Materials: JUMANJI by Chris Van Allsburg; Di and Mice, Bo and Rose, Stu’s Tune, and / or books by Educational Insights; “Expression Checklist” evaluation sheets (enough for each child); book marks which were given to the students the week before

Checklist
1. She/he made her/ his voice change ?  Yes or No
2. She/he enjoyed the book ? Yes or No
3. The book was fun to hear?  Yes or No
4. She / he made it fun because ___________________________-

Procedures:
1. “Today, we are going to learn how to make every book we read enjoyable. Before we learn this I want to go over what we learned last week. Does anyone remember how we can figure out a word we have never seen before? I’ll show you all just to jog your memory. Look at this words on the board (excite). Now, I’m going to cover up the word and we are going to slowly decode it. First letter e = /e/ ; x = /cks/. Put those two together and we get ex = /ecks/. c = /s/, i = /I/ t= /t/. Put it all together and you get e-cks-s--I-t. Excite!”
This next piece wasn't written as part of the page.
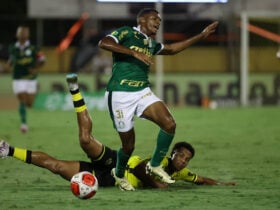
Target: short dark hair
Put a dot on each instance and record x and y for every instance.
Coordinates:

2. “Now that we have reviewed this, let’s work on how to make reading more enjoyable for everyone. I’m going to read the book JUMANJI to you. But first, I’m going to just read the first page.” Read the first page to the students using a monotone voice. DO not make any volume or speed changes. “Did anyone enjoy that page? Let’s try that again!” Read the same page again using voice inflections. There are four main characters on the first page: Mother, Father, Judy and Peter. Use a different voice for each character. “Did you like that better? Why did you like it better?” Write down on the board why the children enjoyed it better on the board. “You see that when a person’s voice changes it makes the story more enjoyable! This is called expression.”

3. Discuss what expression means to the children. “When the character of a book shows emotion, such as sad or happy, you should read it like that. This way the person or people listening to you read understand more about the story. Everyone will enjoy listening to you read if you read with expression.
 

4. Assessment: I’m going to put you with a partner. I’m going to pass out an “Express yourself” Checklist and some books. (Use Educational Insight books) I want each of you to read with expression to your partner. As you listen, check off the four areas which I want you to look for. I’m going to walk around and listen to you read.

Reference:
Eldredge, J. Lloyd. Teaching Decoding in Holistic Classrooms. Brigham Young University. Prentice Hall, New Jersey (1995). pg. 60-61.

“Expression Equals Enjoyment” by Meg Crow www.auburn.edu/rdggenie/elucid/crowgf.html

Van Allsburg, Chris. JUMANJI. Boston: Houghton Mifflin Company, 1981.